I am sure that I heard this as a youngster from my parents and teachers. What better way to impress the point about telling the truth than through such a story. The simple act of a few harmless lies by a bored shepherd boy suddenly results in a huge and disastrous tragedy. “So, Craig, don’t tell a lie.” I am quite sure that I promised that I wouldn’t.

Well, despite my noble intentions, I am pretty sure that knowing this story did not completely purge my soul of telling some lies. A little lie here or there, what could it hurt? A white lie might fend off some unwanted darkness. Maybe it could get me out of some trouble or give me some sort of advantage. Maybe my stretching, bending or even breaking the truth will never reach the light of day. Who will ever know? 

So, I confess now that I might not have been 100% compliant with my childhood pledge of truth-telling. After all, it was just a story about a shepherd boy. Did it really apply to me? I didn’t even have one sheep.

It was only years later with many more life experiences under my belt that I realized something underneath the surface of this “precautionary tale” that was profound and applied directly to me. 

But, this realization came to me in stages. At first, the wisdom of this story amounted to reputation. William Caxton, the first to translate Aesop’s Fables into English (1484), ended his translation of the fable with a moral — “men bileve not lyghtly hym whiche is knowen for a lyer.” So, don’t earn the reputation of being a liar, for then no one will ever believe you.

Eventually, I came to realize that there was something more at stake in telling the truth than personal reputation. Lying destroys community. Hiding the truth or telling untruths unravels the precious and delicate fabric of our lives together.

In the fable, the ornery shepherd boy cries “wolf” to play a trick — an ultimately unfortunate one — on his community. He knows that they will come running to the rescue. When they arrive, the joke is on them, and they return home. When he cries “wolf” again, the community members break off from their chores and comes rushing to save the boy and his flock. They are duped a second time, and the shepherd boy laughs at them all looking so silly when they realize they have fallen for his trick again.

We are not told in the fable, how many times the community hurries to the rescue, only to find that it was a lie. What we are told is that at some point, the community no longer does what it used to do.
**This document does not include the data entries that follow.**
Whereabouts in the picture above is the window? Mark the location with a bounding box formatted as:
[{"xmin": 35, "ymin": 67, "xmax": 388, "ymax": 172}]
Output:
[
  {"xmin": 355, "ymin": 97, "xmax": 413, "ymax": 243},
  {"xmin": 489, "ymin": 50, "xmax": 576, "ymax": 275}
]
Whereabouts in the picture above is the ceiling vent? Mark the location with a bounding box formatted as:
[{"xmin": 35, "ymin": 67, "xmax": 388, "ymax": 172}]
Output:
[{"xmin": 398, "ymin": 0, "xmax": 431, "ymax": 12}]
Trust has been broken. The fabric of community has been torn. So, when the wolf really comes, and the shepherd boy earnestly calls for help, the community ignores him. His previous lies have broken the bonds of the community’s eagerness to come to his aid. The relationships and responsibilities of community have been destroyed by the lies of the foolish little boy who never imagined the consequences of his lies.

The truth is that we, as a culture, are drifting further and further from truth-telling. From simple tweets and Facebook posts to the national media to elected leaders to foreign influencers. The simple and not surprising result is a massive and deadly pandemic of mistrust and suspicion that is unraveling our lives together, locally and globally. The blessings of community that used to send us rushing to one another’s aid are withering. We are becoming increasingly isolated and fearful, unsure of whom or what we can trust. So, we hunker down in a protective posture that alienates us from one another, and community dies.

It turns out Aesop, my parents and teachers were right. Lying is a bad thing. It will destroy the very best gifts of our life together. 

May we dedicate ourselves to be truth-tellers in big and small ways, convenient or not, for the sake of ourselves and the campus, neighborhoods, nation and world we live in.